Question Zen 6 Speculation Thread

Page 266 - Seeking answers? Join the AnandTech community: where nearly half-a-million members share solutions and discuss the latest tech.

Joe NYC

Diamond Member
Jun 26, 2021
3,650
5,197
136
V$ is completely irrelevant for fmax SKUs.
It's completely irrelevant in server outside of specific HPC workloads.

I think that information is dated to Zen 3 / Zen 4 era, where you had fmax penalty to V-Cache. So the winning cases were only those where V-Cache could make up more than 300-400 MHz clock speed deficit.

In Zen 5, where boost and sustained clocks are much closer between V-Cache and non-V-Cache, V-Cache processors.

Overall, Phoronix showed 12% gain of V-Cache processors vs. non-V-Cache across server / workstation tests. Database tests, for example, showed big boosts in performance.

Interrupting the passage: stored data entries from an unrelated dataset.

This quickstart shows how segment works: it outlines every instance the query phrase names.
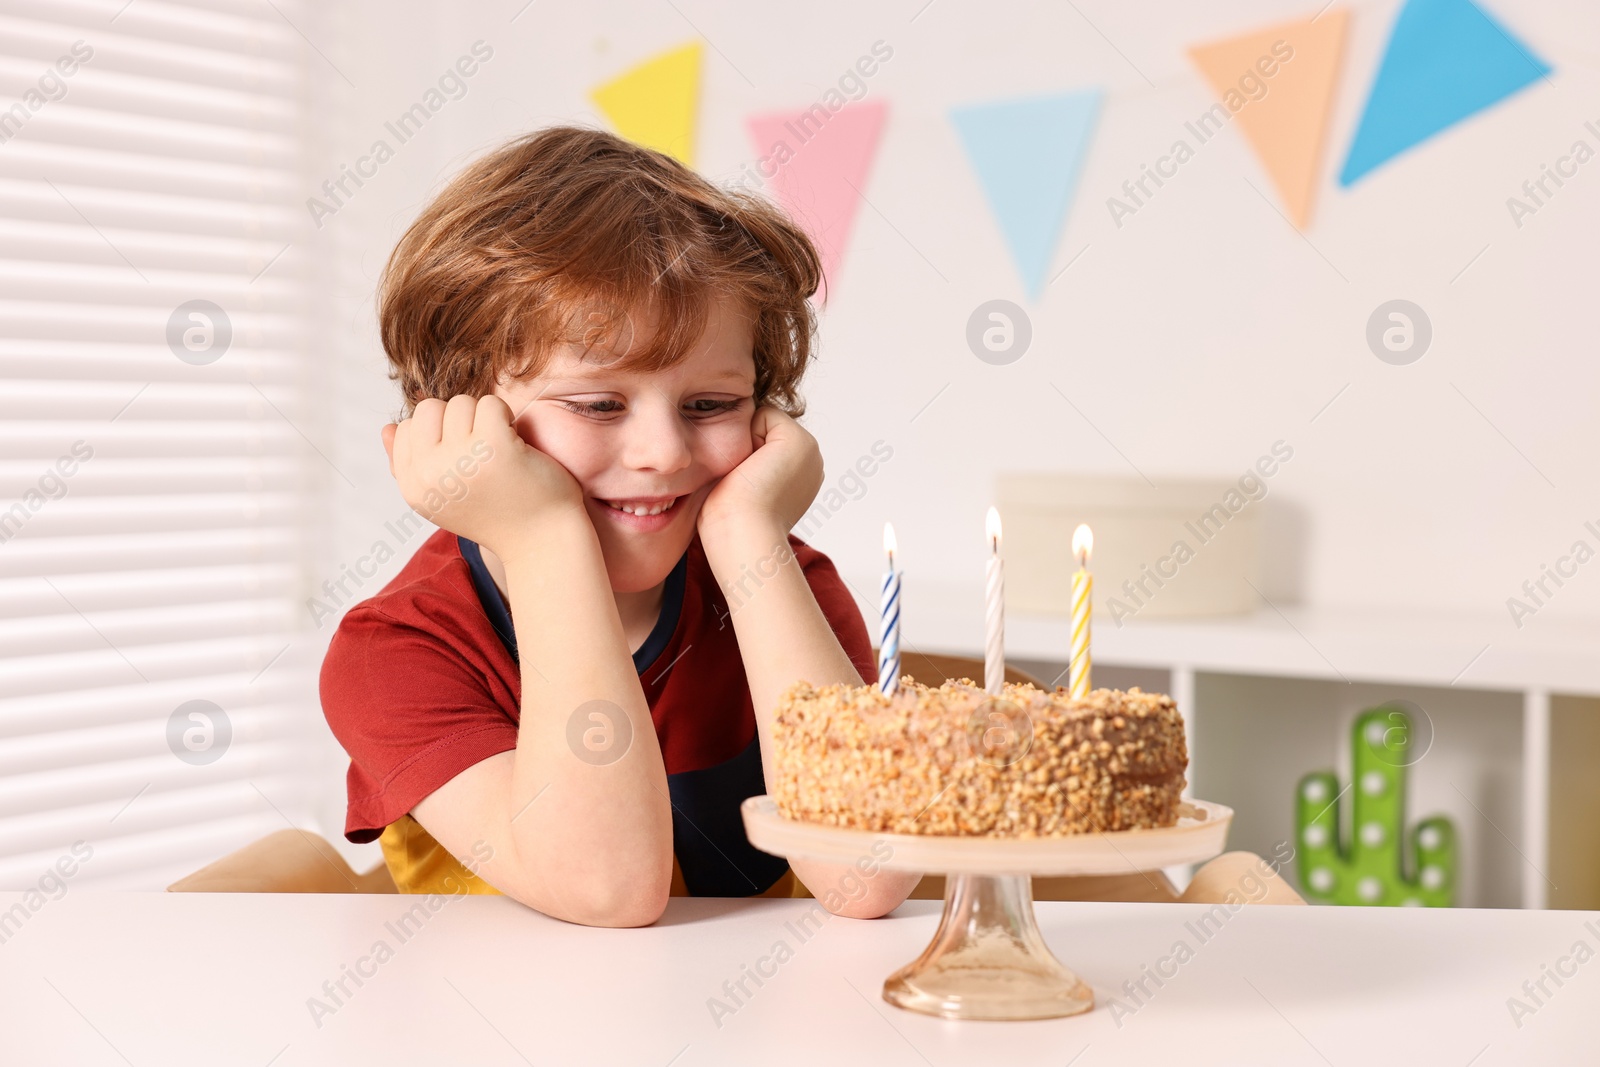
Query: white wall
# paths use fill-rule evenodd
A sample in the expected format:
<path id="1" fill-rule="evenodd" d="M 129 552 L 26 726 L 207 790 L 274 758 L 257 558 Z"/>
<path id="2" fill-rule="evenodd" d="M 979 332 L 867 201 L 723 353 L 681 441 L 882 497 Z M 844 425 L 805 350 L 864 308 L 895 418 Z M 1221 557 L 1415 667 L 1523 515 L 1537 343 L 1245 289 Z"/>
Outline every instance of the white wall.
<path id="1" fill-rule="evenodd" d="M 880 569 L 887 518 L 908 597 L 922 576 L 970 579 L 976 589 L 997 471 L 1131 475 L 1131 462 L 1158 482 L 1230 477 L 1283 438 L 1295 457 L 1269 497 L 1269 528 L 1286 535 L 1269 593 L 1313 606 L 1481 613 L 1486 640 L 1510 634 L 1505 599 L 1587 536 L 1586 519 L 1600 520 L 1592 464 L 1600 431 L 1589 417 L 1600 384 L 1591 322 L 1600 161 L 1520 229 L 1505 204 L 1574 139 L 1600 148 L 1582 126 L 1600 122 L 1600 50 L 1582 44 L 1597 39 L 1600 8 L 1492 0 L 1554 66 L 1551 84 L 1342 190 L 1333 176 L 1398 8 L 1353 6 L 1325 178 L 1304 237 L 1247 184 L 1271 196 L 1233 129 L 1119 229 L 1106 198 L 1211 102 L 1185 47 L 1319 6 L 1079 0 L 1074 10 L 935 0 L 918 14 L 923 0 L 908 0 L 780 13 L 611 0 L 582 9 L 536 3 L 512 22 L 522 0 L 448 9 L 370 0 L 319 16 L 308 34 L 330 62 L 313 102 L 323 169 L 308 179 L 308 195 L 475 40 L 495 50 L 467 96 L 318 231 L 335 297 L 323 353 L 330 417 L 319 444 L 360 486 L 336 494 L 323 565 L 337 573 L 404 510 L 378 443 L 395 394 L 372 290 L 443 176 L 515 133 L 603 125 L 587 100 L 592 86 L 698 32 L 709 45 L 700 167 L 732 179 L 754 158 L 746 115 L 809 103 L 881 38 L 894 57 L 869 83 L 889 105 L 863 190 L 870 206 L 823 315 L 821 361 L 805 390 L 806 425 L 830 478 L 876 439 L 895 450 L 867 495 L 813 538 L 860 588 L 872 588 Z M 948 111 L 1097 85 L 1108 97 L 1054 269 L 1088 248 L 1030 303 Z M 1033 348 L 1006 367 L 980 362 L 964 341 L 972 309 L 996 297 L 1023 304 L 1033 321 Z M 1431 350 L 1406 367 L 1380 362 L 1364 340 L 1368 315 L 1396 297 L 1422 305 L 1434 328 Z M 1600 564 L 1528 627 L 1597 613 Z"/>

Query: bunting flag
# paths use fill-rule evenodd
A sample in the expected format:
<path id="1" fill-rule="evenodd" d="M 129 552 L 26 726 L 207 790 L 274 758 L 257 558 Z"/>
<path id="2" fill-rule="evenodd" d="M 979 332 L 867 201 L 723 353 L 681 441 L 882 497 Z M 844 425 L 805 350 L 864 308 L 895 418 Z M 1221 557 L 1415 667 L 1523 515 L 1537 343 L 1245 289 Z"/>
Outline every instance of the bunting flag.
<path id="1" fill-rule="evenodd" d="M 1100 96 L 1086 89 L 950 112 L 1030 300 L 1044 291 Z"/>
<path id="2" fill-rule="evenodd" d="M 1325 11 L 1189 50 L 1302 230 L 1311 220 L 1349 21 L 1347 11 Z"/>
<path id="3" fill-rule="evenodd" d="M 646 60 L 606 82 L 589 98 L 618 134 L 694 166 L 700 102 L 700 42 Z"/>
<path id="4" fill-rule="evenodd" d="M 1550 67 L 1472 0 L 1406 0 L 1339 184 L 1545 77 Z"/>
<path id="5" fill-rule="evenodd" d="M 755 115 L 745 122 L 761 174 L 772 180 L 779 202 L 816 242 L 829 292 L 887 112 L 887 104 L 872 100 L 838 111 L 816 104 L 803 111 Z"/>

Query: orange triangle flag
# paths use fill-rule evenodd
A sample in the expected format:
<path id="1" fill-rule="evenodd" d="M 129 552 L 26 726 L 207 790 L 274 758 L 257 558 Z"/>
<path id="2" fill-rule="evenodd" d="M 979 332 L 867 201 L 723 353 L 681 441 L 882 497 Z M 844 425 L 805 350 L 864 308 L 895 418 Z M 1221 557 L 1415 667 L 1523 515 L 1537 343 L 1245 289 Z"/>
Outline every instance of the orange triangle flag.
<path id="1" fill-rule="evenodd" d="M 1301 229 L 1311 218 L 1349 20 L 1348 11 L 1327 11 L 1189 50 Z"/>

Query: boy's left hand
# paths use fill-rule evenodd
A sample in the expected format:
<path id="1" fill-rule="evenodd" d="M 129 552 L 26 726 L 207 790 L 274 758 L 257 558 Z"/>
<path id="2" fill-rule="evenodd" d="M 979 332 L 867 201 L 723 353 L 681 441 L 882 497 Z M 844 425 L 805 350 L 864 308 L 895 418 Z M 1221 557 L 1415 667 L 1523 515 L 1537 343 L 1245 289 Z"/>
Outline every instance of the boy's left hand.
<path id="1" fill-rule="evenodd" d="M 763 404 L 750 421 L 755 450 L 706 495 L 695 520 L 702 541 L 735 522 L 768 522 L 787 534 L 822 488 L 822 450 L 789 415 Z"/>

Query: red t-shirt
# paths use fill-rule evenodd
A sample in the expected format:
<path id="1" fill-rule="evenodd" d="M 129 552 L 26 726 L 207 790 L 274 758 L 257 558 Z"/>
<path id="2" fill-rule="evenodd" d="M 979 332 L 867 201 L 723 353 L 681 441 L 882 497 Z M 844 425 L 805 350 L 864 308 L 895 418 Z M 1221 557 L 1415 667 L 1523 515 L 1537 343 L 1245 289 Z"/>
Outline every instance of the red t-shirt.
<path id="1" fill-rule="evenodd" d="M 793 534 L 789 544 L 862 680 L 876 681 L 866 624 L 832 561 Z M 698 534 L 662 600 L 633 658 L 666 764 L 673 851 L 692 895 L 754 895 L 788 865 L 744 835 L 740 802 L 767 790 L 727 598 Z M 374 840 L 457 774 L 516 748 L 521 681 L 505 598 L 477 545 L 434 533 L 350 609 L 322 664 L 323 713 L 350 756 L 345 837 Z"/>

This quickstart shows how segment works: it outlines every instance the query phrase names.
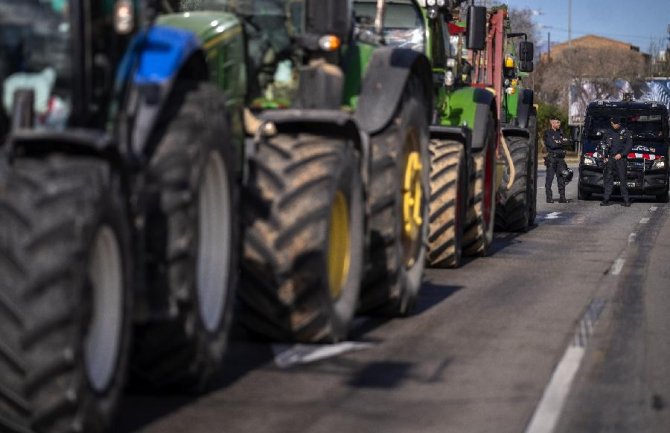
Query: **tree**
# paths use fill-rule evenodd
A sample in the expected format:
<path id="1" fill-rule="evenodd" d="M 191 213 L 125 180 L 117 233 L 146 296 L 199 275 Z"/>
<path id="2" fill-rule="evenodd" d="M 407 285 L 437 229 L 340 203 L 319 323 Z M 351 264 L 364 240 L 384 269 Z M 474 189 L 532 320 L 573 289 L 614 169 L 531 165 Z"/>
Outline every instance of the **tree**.
<path id="1" fill-rule="evenodd" d="M 535 78 L 541 101 L 567 108 L 567 90 L 573 80 L 578 83 L 594 79 L 606 83 L 614 83 L 616 79 L 632 82 L 647 73 L 644 57 L 639 52 L 611 47 L 575 47 L 540 62 Z"/>
<path id="2" fill-rule="evenodd" d="M 509 9 L 509 20 L 512 31 L 526 33 L 528 35 L 528 42 L 537 45 L 537 41 L 540 40 L 540 31 L 533 19 L 534 16 L 535 12 L 529 8 Z"/>

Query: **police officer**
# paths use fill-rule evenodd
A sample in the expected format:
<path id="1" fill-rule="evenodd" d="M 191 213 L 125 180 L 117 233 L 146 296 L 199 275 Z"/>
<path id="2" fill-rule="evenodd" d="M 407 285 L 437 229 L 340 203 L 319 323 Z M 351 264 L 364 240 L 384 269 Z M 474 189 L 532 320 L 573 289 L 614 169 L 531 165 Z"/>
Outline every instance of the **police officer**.
<path id="1" fill-rule="evenodd" d="M 605 156 L 605 172 L 603 173 L 605 193 L 600 206 L 610 205 L 610 196 L 612 195 L 612 188 L 614 188 L 614 172 L 616 171 L 620 180 L 623 206 L 628 207 L 630 206 L 630 199 L 628 198 L 628 182 L 626 179 L 626 158 L 633 149 L 633 136 L 630 131 L 621 127 L 620 118 L 610 118 L 610 124 L 612 129 L 603 134 L 603 142 L 609 151 Z"/>
<path id="2" fill-rule="evenodd" d="M 554 176 L 556 176 L 558 193 L 560 195 L 558 202 L 567 203 L 568 200 L 565 198 L 565 179 L 560 173 L 565 166 L 563 143 L 568 140 L 563 137 L 561 121 L 556 117 L 552 117 L 549 121 L 551 128 L 547 129 L 544 133 L 544 147 L 547 148 L 547 156 L 544 158 L 544 165 L 547 167 L 547 177 L 544 183 L 547 203 L 554 202 L 551 193 L 551 184 L 554 182 Z"/>

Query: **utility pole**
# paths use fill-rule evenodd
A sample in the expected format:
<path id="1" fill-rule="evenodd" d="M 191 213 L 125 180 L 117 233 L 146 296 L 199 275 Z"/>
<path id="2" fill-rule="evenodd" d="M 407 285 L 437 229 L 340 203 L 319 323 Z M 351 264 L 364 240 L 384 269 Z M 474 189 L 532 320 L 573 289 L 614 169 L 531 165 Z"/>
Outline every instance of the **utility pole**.
<path id="1" fill-rule="evenodd" d="M 568 0 L 568 48 L 572 48 L 572 0 Z"/>
<path id="2" fill-rule="evenodd" d="M 547 61 L 551 62 L 551 32 L 547 32 Z"/>

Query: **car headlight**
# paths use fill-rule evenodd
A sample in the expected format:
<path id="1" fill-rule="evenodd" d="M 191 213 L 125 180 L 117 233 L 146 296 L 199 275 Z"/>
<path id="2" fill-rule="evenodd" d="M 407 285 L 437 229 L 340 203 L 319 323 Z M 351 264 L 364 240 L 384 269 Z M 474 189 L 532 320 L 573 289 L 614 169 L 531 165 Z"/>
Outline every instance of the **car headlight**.
<path id="1" fill-rule="evenodd" d="M 428 6 L 435 6 L 436 0 L 426 0 Z"/>
<path id="2" fill-rule="evenodd" d="M 596 159 L 593 158 L 592 156 L 585 156 L 583 164 L 584 165 L 597 165 Z"/>
<path id="3" fill-rule="evenodd" d="M 661 170 L 665 168 L 665 160 L 659 159 L 658 161 L 654 161 L 654 163 L 651 165 L 652 170 Z"/>

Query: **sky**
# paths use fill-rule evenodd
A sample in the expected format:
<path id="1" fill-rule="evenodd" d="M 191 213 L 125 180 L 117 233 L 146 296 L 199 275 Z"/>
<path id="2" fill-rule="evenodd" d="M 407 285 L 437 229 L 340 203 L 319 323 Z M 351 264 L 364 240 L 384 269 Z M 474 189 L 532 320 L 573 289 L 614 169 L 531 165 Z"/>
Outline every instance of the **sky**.
<path id="1" fill-rule="evenodd" d="M 537 11 L 538 45 L 546 46 L 548 32 L 552 44 L 568 40 L 569 0 L 503 0 L 503 3 Z M 572 0 L 573 39 L 595 34 L 633 44 L 648 53 L 652 40 L 667 46 L 669 25 L 670 0 Z"/>

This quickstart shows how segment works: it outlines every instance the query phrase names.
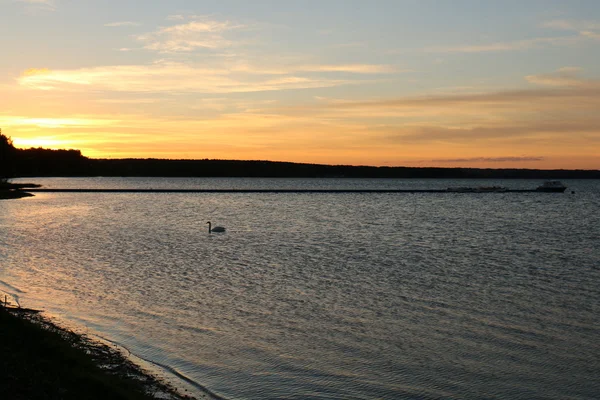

Now, that Intel is closed the gap a little bit with Xeon 6, I don't think AMD should extend the leads with Zen 6, so that Intel is, again, not competitive.
 
  • Like
Reactions: Tlh97

adroc_thurston

Diamond Member
Jul 2, 2023
7,113
9,885
106
I think that information is dated to Zen 3 / Zen 4 era, where you had fmax penalty to V-Cache. So the winning cases were only those where V-Cache could make up more than 300-400 MHz clock speed deficit.
Oh I'm not talking about fmax penalties or anything.
V$ is just usable in a few niche workloads in DC and that's it.
Database tests, for example, showed big boosts in performance.
They're fixed tiny worksets, irrelevant to how real DBs work irl.
I don't think AMD should extend the leads with Zen 6, so that Intel is, again, not competitive.
venice-d inherently makes the lead bigger than ever.
 

Joe NYC

Diamond Member
Jun 26, 2021
3,650
5,197
136
Oh I'm not talking about fmax penalties or anything.
V$ is just usable in a few niche workloads in DC and that's it.

Those were the old comparisons. They showed some workloads with big leads, some tied and some where V-Cache chip was behind.

But once you eliminate the clock speed penalty, all workloads move up. That's why 9800x3d is leading 9700x in phoronics tests by 11.9%


They're fixed tiny worksets, irrelevant to how real DBs work irl.

Database tests are a mixture of data that can fit and that cannot fit in the caches. More table you can fit into cache, the less bandwidth is consumed, and more processing can take place at speed of L3 latency.

venice-d inherently makes the lead bigger than ever.

For Oracle databases, you would probably want classic Zen 6, due to licensing costs.

And offering them with classic Zen 6 with V-Cache would move the performance a generation ahead. Something like Zen 7 performance out of Zen 6 processor.

We can assume that Zen 6 will already be quite well endowed as far as clock speeds, so the main thing holding it back will be memory latency.
 

adroc_thurston

Diamond Member
Jul 2, 2023
7,113
9,885
106
That's why 9800x3d is leading 9700x in phoronics tests by 11.9%
12% perf bump on a part that's normally crippled by cIOD being Pretty Bad?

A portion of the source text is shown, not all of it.